Unnamed: 0,label,text,cleaned,word_count,word_count_cleaned,char_count,char_count_without_spaces,num_dig,noun_count,verb_count
0,ham,"Go until jurong point, crazy.. Available only ...",jurong point crazy available bugis n great wor...,20,15,79,65,0,10,1
1,ham,Ok lar... Joking wif u oni...,ok lar joking wif u oni,6,6,23,18,0,5,1
2,spam,Free entry in 2 a wkly comp to win FA Cup fina...,free entry 2 wkly comp win fa cup final tkts 2...,28,22,131,110,3,12,1
3,ham,U dun say so early hor... U c already then say...,u dun early hor u c,11,6,19,14,0,5,0
4,ham,"Nah I don't think he goes to usf, he lives aro...",nah nt think goes usf lives,13,6,27,22,0,1,2


### c. Model Building for Meta Features

In [None]:
# label encoding target variable
from sklearn.preprocessing import LabelEncoder

target = data['label'].values
target = LabelEncoder().fit_transform(target)


In [None]:
target

array([0, 0, 1, ..., 0, 0, 0])

In [None]:
# List of features
train = data[['word_count', 'word_count_cleaned', 'char_count', 
              'char_count_without_spaces', 'num_dig', 'noun_count', 
              'verb_count']]

In [None]:
# Train- Validation Split
from sklearn.model_selection import train_test_split as tts
x_train, x_valid, y_train, y_valid = tts(train, target, random_state=20, stratify=target)


In [None]:
# Train and Validatio dataset
(x_train.shape, y_train.shape), (x_valid.shape, y_valid.shape)

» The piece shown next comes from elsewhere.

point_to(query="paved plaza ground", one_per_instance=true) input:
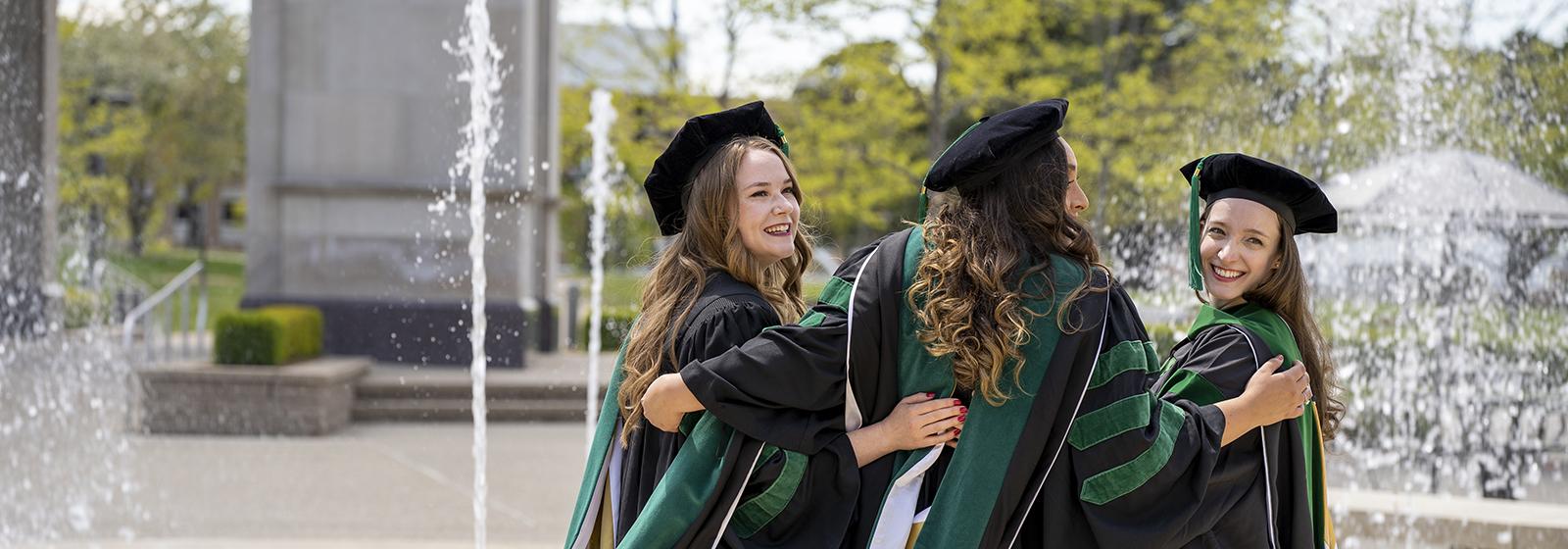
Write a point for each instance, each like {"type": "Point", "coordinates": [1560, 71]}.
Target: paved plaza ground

(((4179, 7), (4179,)), ((1393, 7), (1393,)))

In [None]:
# naive bayes
from sklearn import naive_bayes

In [None]:
# multinomial naive bayes
model = naive_bayes.MultinomialNB()

In [None]:
# Fit model on training data
model.fit(x_train,y_train)

MultinomialNB()

In [None]:
# prediction on training data
pred_train = model.predict(x_train)

pred_valid = model.predict(x_valid)


In [None]:
# Accuracy
from sklearn.metrics import accuracy_score

In [None]:
# training accuracy
accuracy_score(y_train,pred_train)

0.9420914094280929

In [None]:
# validation accuracy
accuracy_score(y_valid,pred_valid)

0.9375448671931084

Hence accuracy score of training data is is 94%.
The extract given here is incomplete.